Um médico paquistanês que colaborou com os EUA na captura do líder jihadista Osama Bin Laden está apelando contra uma sentença de prisão ao qual foi submetido.

É a primeira vez que Dr. Shakil Afridi está sendo julgado em audiência pública, por sua ajuda na violação da soberania paquistanesa. Ele rebate, alegando que foi privado de passar por um julgamento justo.

Sua prisão possui a anormalidade jurídica de nunca ter formalmente partido de um processo legal por sua participação na prisão de Bin Laden, causando um atrito com o governo dos EUA, que partiu em sua defesa.

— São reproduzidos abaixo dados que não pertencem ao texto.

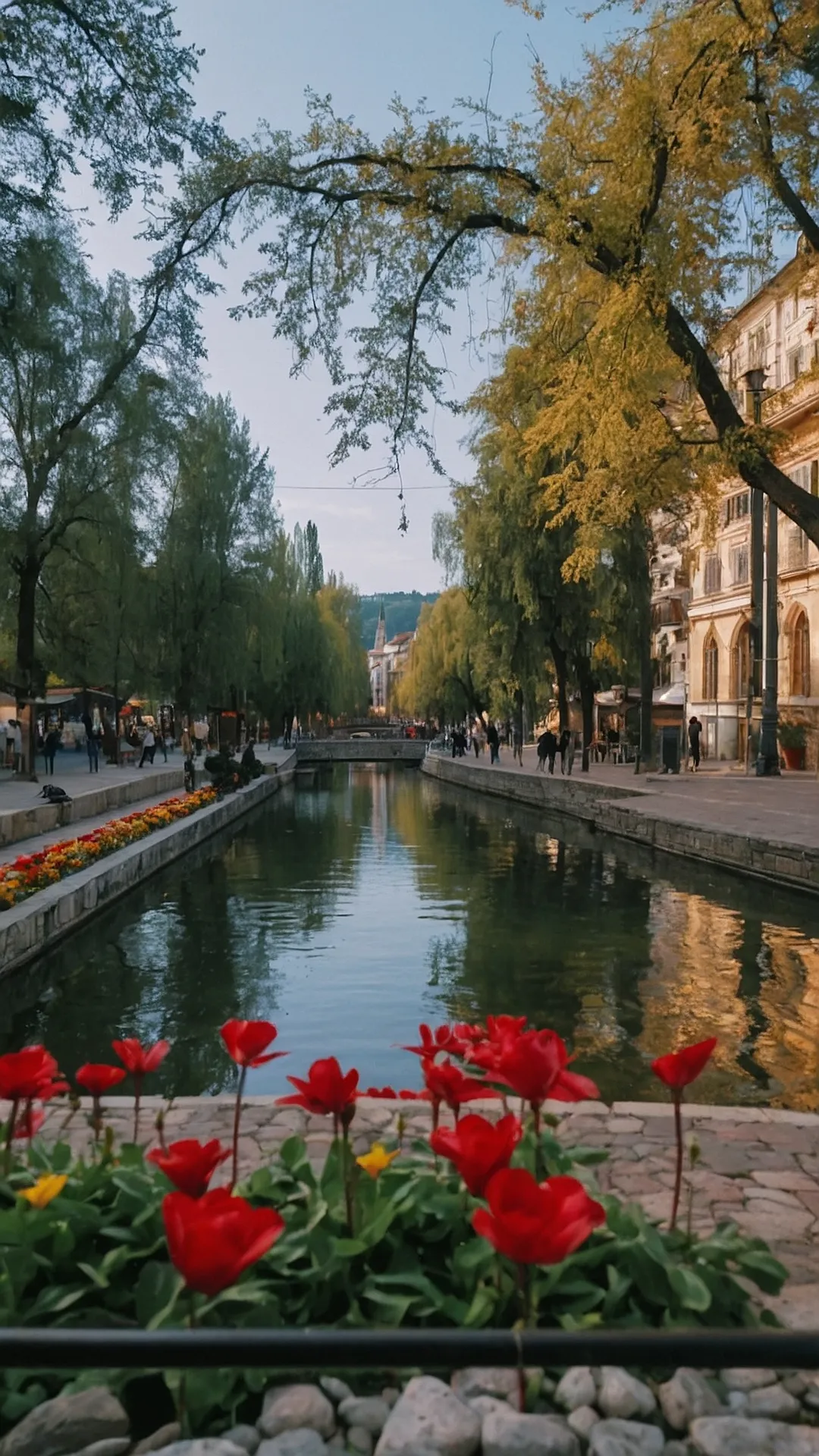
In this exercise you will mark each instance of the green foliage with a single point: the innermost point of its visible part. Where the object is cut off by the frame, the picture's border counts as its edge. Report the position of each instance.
(96, 1257)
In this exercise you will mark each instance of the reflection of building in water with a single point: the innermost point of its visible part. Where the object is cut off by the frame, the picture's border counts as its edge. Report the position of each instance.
(789, 998)
(691, 989)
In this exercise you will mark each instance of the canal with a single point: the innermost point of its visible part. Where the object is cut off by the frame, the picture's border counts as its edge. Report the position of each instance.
(352, 909)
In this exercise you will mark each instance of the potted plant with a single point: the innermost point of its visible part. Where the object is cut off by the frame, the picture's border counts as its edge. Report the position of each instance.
(793, 739)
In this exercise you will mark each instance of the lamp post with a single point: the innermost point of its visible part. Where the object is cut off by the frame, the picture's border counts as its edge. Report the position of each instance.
(768, 753)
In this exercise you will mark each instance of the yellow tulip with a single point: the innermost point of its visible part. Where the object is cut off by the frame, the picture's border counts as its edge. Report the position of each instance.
(376, 1159)
(44, 1190)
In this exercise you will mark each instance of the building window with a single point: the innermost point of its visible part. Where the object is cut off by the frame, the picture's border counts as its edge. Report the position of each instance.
(800, 657)
(739, 564)
(713, 574)
(742, 663)
(710, 669)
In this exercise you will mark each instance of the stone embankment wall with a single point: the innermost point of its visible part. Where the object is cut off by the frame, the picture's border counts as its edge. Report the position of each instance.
(42, 819)
(642, 820)
(36, 925)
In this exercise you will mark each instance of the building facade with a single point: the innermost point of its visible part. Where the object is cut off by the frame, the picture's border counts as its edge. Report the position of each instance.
(387, 663)
(776, 331)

Considerado um herói na América, ele é visto como um traidor no Paquistão, que ainda é nação aliada dos EUA.

Além de acusado por traição, Afridi também é considerado culpado por financiar e colaborar com o antigo grupo Lashkar-e-Islam, sendo condenado à 33 anos de prisão. Seus advogados e a família negam vínculo do médico com a associação tribal.

Dr. Afridi nega que tenha passado por um julgamento justo / Crédito: Divulgação

 

À Fox News, Afridi alegou ter sido sequestrado e torturado pela Inteligência do Paquistão. Até agora, o processo legal ocorreu sob os Regulamentos de Crimes de Fronteira, de tempos coloniais em que os britânicos governavam as áreas tribais na fronteira com o Afeganistão.

Essa foi uma maneira de lidar com o caso do médico fora dos olhos da sociedade. No entanto, com a anulação dos regulamentos, pela anexação da área a uma província oficial do país ocorrida ano passado, o julgamento passou para os tribunais regulares.